In Chartres, 200,000 archaeological remains to be moved!

by time news

2024-01-02 09:14:30

Thousands of numbered boxes to be moved: the Archeology department of Chartres metropolis (Eure-et-Loir) will transfer part of its collections in 2024. From Coudray (Eure-et-Loir) to a secret site, these are 13,000 boxes of movable archaeological goods of all kinds (ceramics, faunal remains, painted coatings, lapidary, etc.), 2,000 boxes of “sensitive furniture” (metal, glass, organic materials, restored ceramics, etc.) and around a hundred linear meters of volumes of scientific documentation which must change premises.
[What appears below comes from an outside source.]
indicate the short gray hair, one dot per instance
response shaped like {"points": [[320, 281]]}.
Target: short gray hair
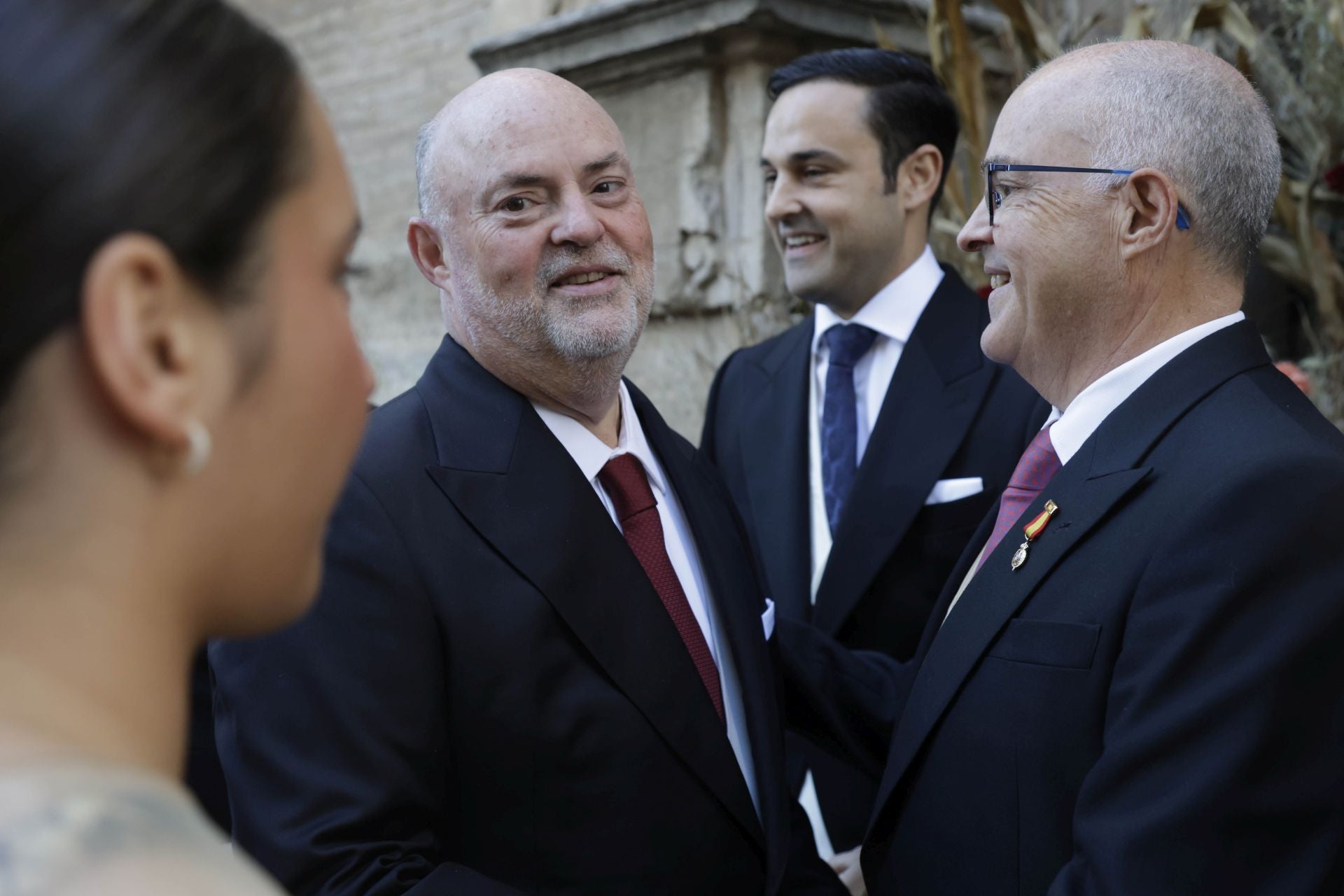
{"points": [[1182, 111], [426, 181]]}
“We have collected around 200,000 objects, it is an evaluation because we did not count each ceramic shards,” laughs Mathias Dupuis, the director of archeology at Chartres Métropole. There are large remains such as the sculptures discovered on the Saint-Martin-au-Val site, very small objects, or even organic samples that come from excavations that have been carried out since the 1960s.”

A lot of preparation work

For more than a year, the conservation unit team has been reviewing the archives. The old wooden crates are replaced by plastic bins. Before the transfer, the curators dust, repackage, label, palletize, photograph and record all the information so as not to lose any of the precious data exhumed from the ground for more than 60 years. “In 30 years, the crates have deteriorated, the bags are pierced by insects, and the labels are eaten away,” lists the director who warns that we must not lose this information, “because an object taken out of its context in archeology no longer has any value.”

The future site will allow better conservation conditions to protect the remains of Chartres. “The environment will be controlled such as hydrometry and temperature. It will not yet be a study center but it is a project that we want to achieve in the long term,” explains the archaeologist. “An archaeological object when it is preserved in the ground, it is stable. As soon as we exhume it, we disrupt its environment and its degradation begins,” recalls Mathias Dupuis.

The move will take place mid-year. “These are sensitive heritage collections. Certain objects are aesthetically of little interest but scientifically have great value. And then, there are exceptional objects which could join a future archaeological museum in Chartres,” underlines the specialist.